Desde 28 de Março de 2020, houve centenas e centenas de assembleias com um total de muitos milhões de participantes do meio, das franjas e de todos os estratos da sociedade, de todas as origens e de todas as cores, mesmo os fora-da-lei. Para não mencionar as manifestações de Agosto, que são consideradas reservadas com “centenas de milhares” de manifestantes pacíficos. Todos os que estiveram presentes sabem, todos os polícias, mesmo todos os transeuntes casuais daqueles dias que de alguma forma vagueavam pelo centro de Berlim. Todos eles sabem que os números de “20.000” e “38.000” foram politicamente fixos, que pelo menos um zero foi simplesmente riscado, mentiu sobre isso.

Tudo sobre o açaime

E assim o relatório da plataforma de propaganda tagesschau.de de 22 de Setembro de 2020 sobre o tema da simulação de uma mesa redonda em toda a nossa Schloss Bellevue também termina com as seguintes frases: “A porta-voz da escola de Berlim, Luisa Regel, conclui: Foi uma boa discussão, disse que tinha tido a sua opinião, mesmo que muito mais curta do que a dos críticos à mesa: “Mas eram também eles que tinham opiniões pessoais muito fortes. Falámos por uma ampla massa, especialmente no campo artístico e na escola. E não questiono as regras de distância e a obrigação de usar máscaras”.

Após seis meses de ruptura com a constituição e os direitos humanos, de troça da liberdade de investigação e ensino, do abuso da medicina convencional, da violação final da confiança pelas grandes empresas de comunicação social, que mais se pode dizer? Quase parece que as pessoas dos antigos sessenta e oito – aqueles que tiveram uma carreira no aparelho, incluindo Steinmeier, por safra – no momento do colapso do capitalismo do mercado financeiro, como anunciado sob a forma de taxas de juro negativas desde meados de 2019, não tinham outra ideia que não fosse anular a sociedade doente e mentir a todos.

O golpe de saúde pode não ter sido uma má ideia para evitar pior a curto prazo e depois regressar a uma negociação verdadeiramente democrática, esclarecida e filantrópica do presente e do futuro. Infelizmente, o único objectivo do estado de emergência – que infelizmente pode ser declarado hoje quase exactamente seis meses a um dia após o início do regime de emergência inconstitucional – é a perpetuação de um domínio corporativo fanático de toda a raça humana, uma distopia que se tornou uma realidade e da qual fomos avisados durante décadas em obras desde Blade Runner a Star Wars, de autores como George Orwell a Mark Fisher. A sociedade supostamente aberta falhou onde afirma a sua própria força: na discussão da ética, do respeito pela dignidade humana e da rejeição de invasões do corpo e da autonomia privada.

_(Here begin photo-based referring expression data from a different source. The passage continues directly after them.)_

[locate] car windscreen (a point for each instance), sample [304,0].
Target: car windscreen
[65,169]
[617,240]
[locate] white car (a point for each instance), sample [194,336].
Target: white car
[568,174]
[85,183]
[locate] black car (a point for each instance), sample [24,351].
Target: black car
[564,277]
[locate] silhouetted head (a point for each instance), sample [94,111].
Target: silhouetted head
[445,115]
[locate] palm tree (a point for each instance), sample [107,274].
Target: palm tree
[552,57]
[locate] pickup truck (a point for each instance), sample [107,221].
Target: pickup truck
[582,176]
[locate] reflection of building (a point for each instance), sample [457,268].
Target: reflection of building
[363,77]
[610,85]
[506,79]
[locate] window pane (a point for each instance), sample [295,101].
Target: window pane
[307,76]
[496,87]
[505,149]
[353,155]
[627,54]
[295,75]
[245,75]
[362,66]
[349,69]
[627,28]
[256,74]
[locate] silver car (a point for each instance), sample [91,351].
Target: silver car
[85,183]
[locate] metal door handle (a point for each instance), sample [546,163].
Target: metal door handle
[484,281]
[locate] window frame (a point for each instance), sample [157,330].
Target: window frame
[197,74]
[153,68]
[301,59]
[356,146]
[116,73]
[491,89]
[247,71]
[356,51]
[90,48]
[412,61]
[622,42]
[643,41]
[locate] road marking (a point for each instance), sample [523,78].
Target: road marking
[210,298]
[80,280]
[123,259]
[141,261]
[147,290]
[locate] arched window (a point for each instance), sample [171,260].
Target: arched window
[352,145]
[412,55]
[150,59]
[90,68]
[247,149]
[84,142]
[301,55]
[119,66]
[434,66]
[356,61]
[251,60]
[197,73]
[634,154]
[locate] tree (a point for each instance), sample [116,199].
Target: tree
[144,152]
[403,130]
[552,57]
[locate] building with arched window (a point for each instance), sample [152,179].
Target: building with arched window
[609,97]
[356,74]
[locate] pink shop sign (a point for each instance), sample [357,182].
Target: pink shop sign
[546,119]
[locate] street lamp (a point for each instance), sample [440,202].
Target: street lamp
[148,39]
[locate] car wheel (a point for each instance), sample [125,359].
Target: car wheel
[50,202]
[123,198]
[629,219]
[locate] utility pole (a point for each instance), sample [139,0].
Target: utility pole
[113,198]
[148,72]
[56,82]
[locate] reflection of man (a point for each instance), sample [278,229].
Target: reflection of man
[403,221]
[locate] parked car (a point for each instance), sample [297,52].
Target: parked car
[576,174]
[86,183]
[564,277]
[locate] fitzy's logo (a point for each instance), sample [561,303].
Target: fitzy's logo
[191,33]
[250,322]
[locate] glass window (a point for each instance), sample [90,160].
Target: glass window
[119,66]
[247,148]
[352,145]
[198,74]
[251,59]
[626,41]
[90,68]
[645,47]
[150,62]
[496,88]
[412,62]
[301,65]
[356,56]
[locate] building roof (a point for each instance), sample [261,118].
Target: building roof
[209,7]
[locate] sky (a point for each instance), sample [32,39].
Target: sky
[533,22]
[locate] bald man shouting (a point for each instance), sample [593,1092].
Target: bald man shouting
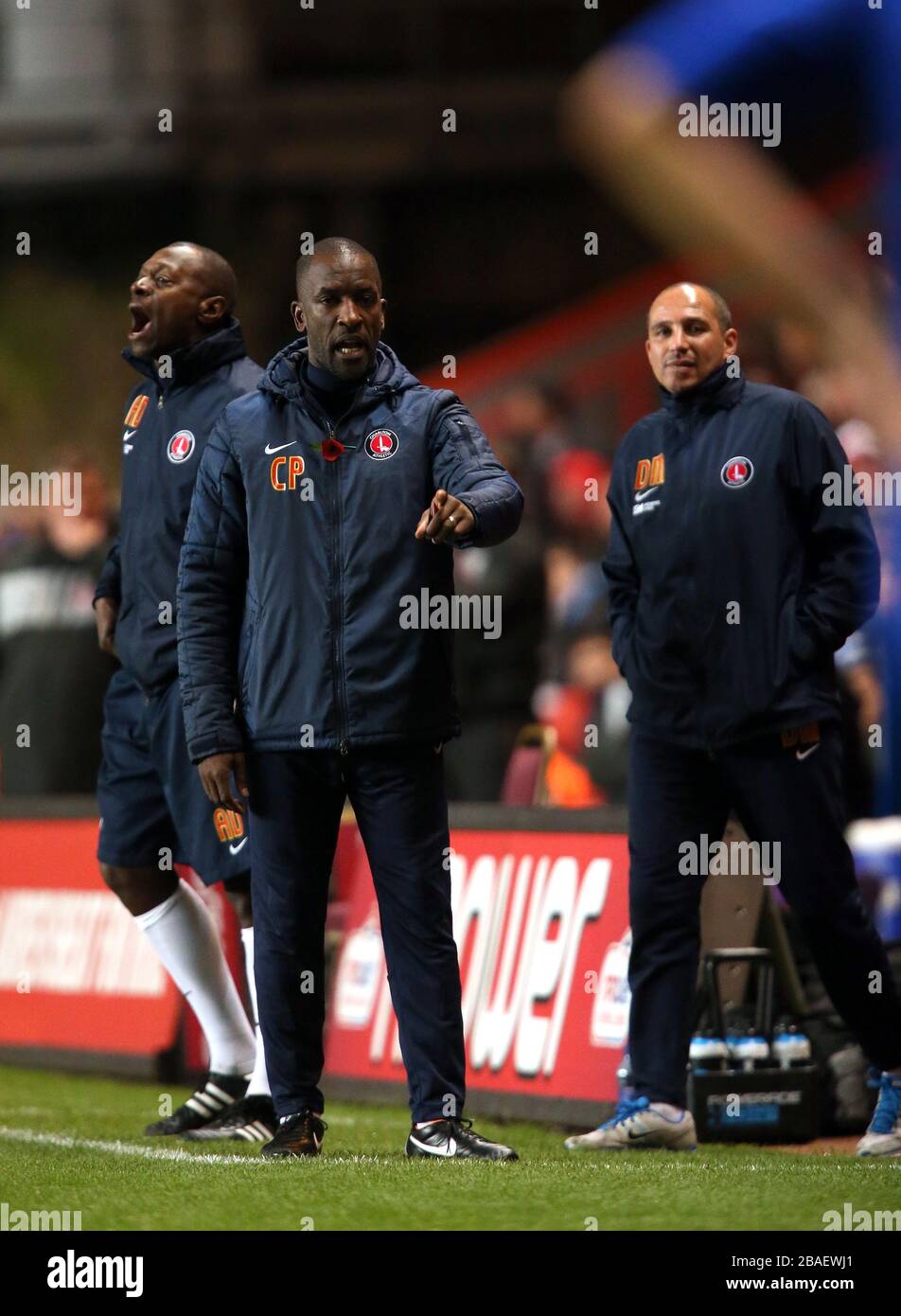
[189,353]
[732,580]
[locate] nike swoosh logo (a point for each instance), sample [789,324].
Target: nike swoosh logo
[802,755]
[448,1149]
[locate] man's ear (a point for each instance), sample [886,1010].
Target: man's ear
[211,310]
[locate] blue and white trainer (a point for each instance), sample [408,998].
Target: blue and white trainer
[637,1124]
[883,1137]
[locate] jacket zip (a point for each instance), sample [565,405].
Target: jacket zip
[338,670]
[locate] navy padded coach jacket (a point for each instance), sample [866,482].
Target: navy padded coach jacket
[168,422]
[718,500]
[293,567]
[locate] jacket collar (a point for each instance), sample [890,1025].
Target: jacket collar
[286,377]
[192,364]
[718,392]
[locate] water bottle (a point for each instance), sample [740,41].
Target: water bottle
[750,1050]
[708,1053]
[790,1048]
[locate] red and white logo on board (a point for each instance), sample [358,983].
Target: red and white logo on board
[181,446]
[381,444]
[736,471]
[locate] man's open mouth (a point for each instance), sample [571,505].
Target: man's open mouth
[141,321]
[350,349]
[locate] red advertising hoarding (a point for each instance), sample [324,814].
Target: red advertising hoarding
[77,972]
[542,928]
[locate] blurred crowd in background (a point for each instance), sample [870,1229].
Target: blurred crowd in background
[552,664]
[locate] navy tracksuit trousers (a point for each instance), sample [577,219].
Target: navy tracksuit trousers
[401,809]
[786,793]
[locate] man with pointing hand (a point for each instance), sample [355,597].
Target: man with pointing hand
[323,500]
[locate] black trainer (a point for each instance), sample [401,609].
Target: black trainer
[297,1136]
[455,1139]
[212,1099]
[250,1120]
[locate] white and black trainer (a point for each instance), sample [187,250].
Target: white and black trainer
[455,1140]
[253,1119]
[216,1095]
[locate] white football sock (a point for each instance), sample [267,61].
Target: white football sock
[182,932]
[259,1082]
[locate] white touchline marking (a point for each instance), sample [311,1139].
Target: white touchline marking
[115,1147]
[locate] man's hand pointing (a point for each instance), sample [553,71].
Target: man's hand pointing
[445,519]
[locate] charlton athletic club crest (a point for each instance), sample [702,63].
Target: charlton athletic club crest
[381,444]
[736,471]
[181,446]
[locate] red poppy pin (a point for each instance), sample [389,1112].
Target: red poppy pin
[331,449]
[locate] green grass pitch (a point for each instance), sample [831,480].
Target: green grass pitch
[75,1144]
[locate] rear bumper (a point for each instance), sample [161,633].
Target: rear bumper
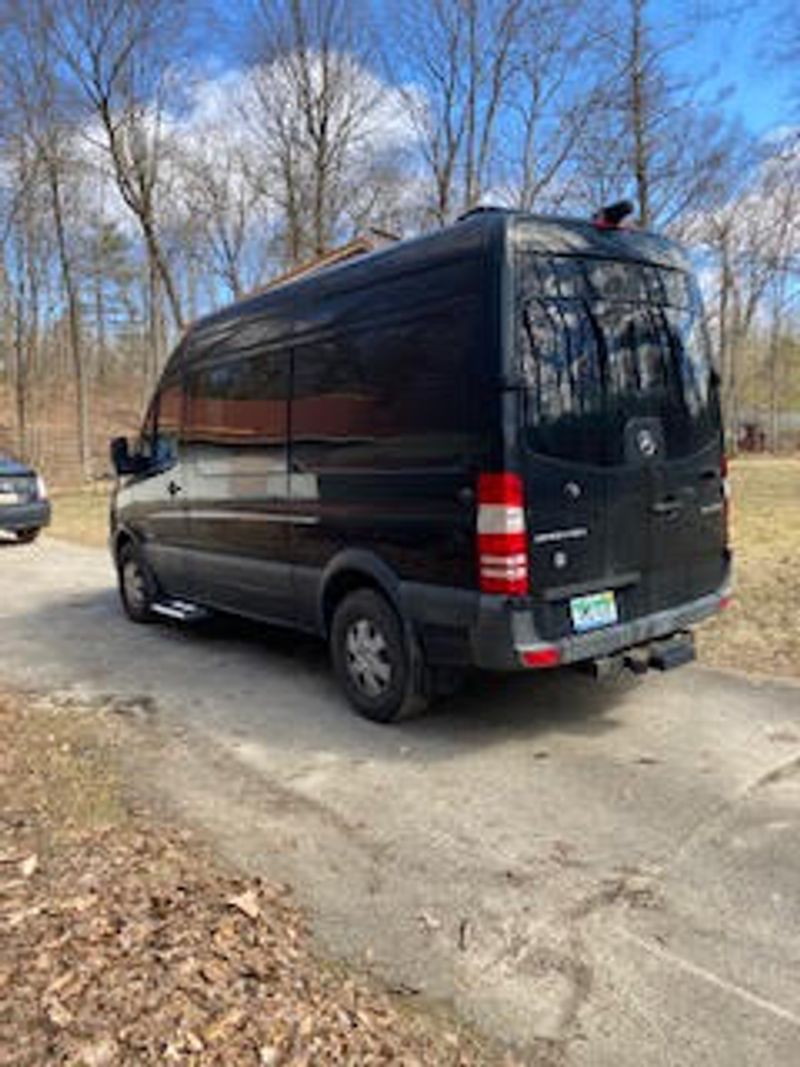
[463,627]
[498,647]
[24,516]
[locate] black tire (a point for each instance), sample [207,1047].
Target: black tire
[27,537]
[377,662]
[138,589]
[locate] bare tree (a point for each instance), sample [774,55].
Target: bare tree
[30,82]
[457,59]
[117,53]
[653,134]
[315,108]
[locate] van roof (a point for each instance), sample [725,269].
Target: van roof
[474,232]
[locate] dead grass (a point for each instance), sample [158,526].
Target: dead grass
[761,632]
[81,515]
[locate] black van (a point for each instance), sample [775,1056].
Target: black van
[497,446]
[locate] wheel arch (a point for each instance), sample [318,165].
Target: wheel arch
[355,569]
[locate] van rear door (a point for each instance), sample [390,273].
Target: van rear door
[621,441]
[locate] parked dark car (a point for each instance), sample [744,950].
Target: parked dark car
[495,446]
[24,505]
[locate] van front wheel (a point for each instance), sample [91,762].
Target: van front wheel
[137,584]
[378,665]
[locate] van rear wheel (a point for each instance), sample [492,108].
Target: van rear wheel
[377,663]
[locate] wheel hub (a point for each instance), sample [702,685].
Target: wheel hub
[368,657]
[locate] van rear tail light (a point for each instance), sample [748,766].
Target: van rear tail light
[502,541]
[725,494]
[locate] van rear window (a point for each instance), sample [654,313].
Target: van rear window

E assim encaixa no triste quadro pintado pela casta política corporativa dos meios de comunicação social que o líder da nação, o incansável proclamador da pandemia, que já em 2009 propagou como um louco o estado de emergência total no que diz respeito à gripe suína, vai receber em breve a Cruz de Mérito Federal, no círculo íntimo de alguns outros apoiantes do governo no dia 1 de Outubro no palácio do governo no Spree.

Os “20.000” regressarão a Berlim a partir de 2 de Outubro

Já a partir de 2 de Outubro, os, bem, “20.000” do movimento democrático irão reunir-se novamente na sua capital. Entre eles estarão novamente muitas crianças com as suas famílias, um número crescente de funcionários públicos, que cumprirão o seu dever de remontar, juntamente com verdadeiros esquerdistas das iniciativas de bairro, liberais da classe média e pessoas de espírito republicano, que simplesmente não querem mais ser enganados.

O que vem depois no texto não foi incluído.